2. `line.sh` A->B -> the message appears in the thread file, in B's inbox (wake line), AND in A's outbox.
3. `tell-tab.sh` to one tab -> the tab obeys without relaying the instruction as work.
4. The status icons cycle through a full work cycle, and an idle "waiting for input" notification does NOT paint yellow.
5. One mini-roundtable (two managers, one question each) proves cross-talk works.
6. Regression check: everything that existed before the build still works - pre-existing hooks fire, pre-existing scheduled jobs are untouched, and no existing settings were overwritten.
Report each test's result plainly.
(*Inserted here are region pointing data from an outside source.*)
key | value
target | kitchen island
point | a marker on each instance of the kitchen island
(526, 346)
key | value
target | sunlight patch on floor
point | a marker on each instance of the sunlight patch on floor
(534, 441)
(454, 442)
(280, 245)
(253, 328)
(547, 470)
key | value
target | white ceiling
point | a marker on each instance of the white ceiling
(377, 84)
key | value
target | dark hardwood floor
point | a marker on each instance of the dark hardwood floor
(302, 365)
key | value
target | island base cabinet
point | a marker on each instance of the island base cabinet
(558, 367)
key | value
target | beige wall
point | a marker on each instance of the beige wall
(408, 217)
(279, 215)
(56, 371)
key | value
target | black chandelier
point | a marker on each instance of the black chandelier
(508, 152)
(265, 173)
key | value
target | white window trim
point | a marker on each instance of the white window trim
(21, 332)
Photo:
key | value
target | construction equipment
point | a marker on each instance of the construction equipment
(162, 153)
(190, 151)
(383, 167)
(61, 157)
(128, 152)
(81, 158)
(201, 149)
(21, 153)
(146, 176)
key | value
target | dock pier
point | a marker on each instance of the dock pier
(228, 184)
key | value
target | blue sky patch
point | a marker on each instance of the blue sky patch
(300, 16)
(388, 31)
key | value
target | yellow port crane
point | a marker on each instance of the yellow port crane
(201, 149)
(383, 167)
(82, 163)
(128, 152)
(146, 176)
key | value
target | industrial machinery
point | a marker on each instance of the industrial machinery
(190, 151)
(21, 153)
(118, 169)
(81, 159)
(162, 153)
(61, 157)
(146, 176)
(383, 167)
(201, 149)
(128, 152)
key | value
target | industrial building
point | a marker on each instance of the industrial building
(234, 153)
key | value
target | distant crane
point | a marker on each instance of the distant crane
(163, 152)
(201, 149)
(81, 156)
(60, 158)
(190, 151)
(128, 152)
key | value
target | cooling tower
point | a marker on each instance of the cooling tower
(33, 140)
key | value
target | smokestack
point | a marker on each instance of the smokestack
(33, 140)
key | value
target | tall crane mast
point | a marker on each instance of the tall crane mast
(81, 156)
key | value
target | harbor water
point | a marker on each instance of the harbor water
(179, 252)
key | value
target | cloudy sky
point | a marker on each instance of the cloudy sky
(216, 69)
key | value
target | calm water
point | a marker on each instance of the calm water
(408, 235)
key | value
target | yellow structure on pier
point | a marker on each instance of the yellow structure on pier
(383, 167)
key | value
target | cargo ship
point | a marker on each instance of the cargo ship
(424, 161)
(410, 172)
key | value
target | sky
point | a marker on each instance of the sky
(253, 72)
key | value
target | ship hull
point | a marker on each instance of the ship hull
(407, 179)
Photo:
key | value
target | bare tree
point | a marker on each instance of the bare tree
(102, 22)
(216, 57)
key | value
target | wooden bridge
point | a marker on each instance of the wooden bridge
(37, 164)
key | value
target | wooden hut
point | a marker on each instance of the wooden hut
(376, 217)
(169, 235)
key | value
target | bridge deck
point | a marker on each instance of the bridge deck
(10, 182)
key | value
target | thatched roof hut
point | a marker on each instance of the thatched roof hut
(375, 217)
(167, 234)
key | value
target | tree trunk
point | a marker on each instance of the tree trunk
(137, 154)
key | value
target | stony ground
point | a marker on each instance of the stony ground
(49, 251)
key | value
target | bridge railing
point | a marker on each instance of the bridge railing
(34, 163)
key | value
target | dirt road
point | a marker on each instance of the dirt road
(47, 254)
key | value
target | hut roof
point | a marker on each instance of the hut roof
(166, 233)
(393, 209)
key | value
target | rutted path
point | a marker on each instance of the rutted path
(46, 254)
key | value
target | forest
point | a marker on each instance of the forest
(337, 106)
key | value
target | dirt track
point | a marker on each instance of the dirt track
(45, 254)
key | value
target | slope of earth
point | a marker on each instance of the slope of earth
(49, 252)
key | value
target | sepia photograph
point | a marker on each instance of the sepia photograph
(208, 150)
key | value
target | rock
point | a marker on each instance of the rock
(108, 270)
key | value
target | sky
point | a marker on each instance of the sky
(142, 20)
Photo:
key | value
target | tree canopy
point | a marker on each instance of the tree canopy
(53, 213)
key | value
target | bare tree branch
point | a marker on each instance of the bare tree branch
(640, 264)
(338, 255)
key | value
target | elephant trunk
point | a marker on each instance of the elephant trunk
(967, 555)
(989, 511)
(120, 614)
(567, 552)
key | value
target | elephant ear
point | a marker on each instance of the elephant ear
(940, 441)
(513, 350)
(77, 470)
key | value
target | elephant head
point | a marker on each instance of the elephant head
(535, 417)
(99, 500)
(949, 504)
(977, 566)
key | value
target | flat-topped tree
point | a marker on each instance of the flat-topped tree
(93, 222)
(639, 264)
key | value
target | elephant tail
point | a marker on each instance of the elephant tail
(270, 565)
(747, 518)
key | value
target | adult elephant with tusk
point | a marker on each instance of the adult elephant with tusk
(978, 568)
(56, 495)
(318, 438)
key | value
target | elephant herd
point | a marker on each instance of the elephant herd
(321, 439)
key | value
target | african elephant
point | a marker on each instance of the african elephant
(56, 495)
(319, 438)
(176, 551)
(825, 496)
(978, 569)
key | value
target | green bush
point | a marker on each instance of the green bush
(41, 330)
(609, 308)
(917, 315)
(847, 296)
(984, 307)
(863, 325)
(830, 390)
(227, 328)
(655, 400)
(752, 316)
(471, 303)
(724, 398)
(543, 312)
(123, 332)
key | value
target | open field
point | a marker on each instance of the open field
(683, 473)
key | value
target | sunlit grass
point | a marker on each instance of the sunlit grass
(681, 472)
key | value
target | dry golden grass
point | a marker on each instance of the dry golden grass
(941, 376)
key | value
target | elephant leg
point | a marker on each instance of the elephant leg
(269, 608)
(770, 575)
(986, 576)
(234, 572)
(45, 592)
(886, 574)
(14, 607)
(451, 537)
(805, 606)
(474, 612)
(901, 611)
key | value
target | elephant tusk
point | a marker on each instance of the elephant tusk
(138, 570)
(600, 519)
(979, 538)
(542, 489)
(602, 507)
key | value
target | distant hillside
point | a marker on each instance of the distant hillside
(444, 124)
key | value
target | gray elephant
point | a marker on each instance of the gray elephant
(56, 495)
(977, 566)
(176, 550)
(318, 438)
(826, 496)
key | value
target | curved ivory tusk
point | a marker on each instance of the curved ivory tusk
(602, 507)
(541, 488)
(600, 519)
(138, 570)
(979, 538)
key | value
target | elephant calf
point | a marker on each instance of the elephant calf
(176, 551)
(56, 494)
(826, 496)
Fix anything that fails before declaring done.
### 2i. Persistence
Save the system's load-bearing facts to your auto-memory (one manager = worker + tab; the outbox rule; dispatch-don't-do; the chain of command; the red zones; where the action-tier table lives; the script paths) so every future session inherits them. Finish by giving me the exact tab-boot lines to keep somewhere handy.
Build step by step, test as you go, and keep me posted in plain language - I'm the principal this team works for.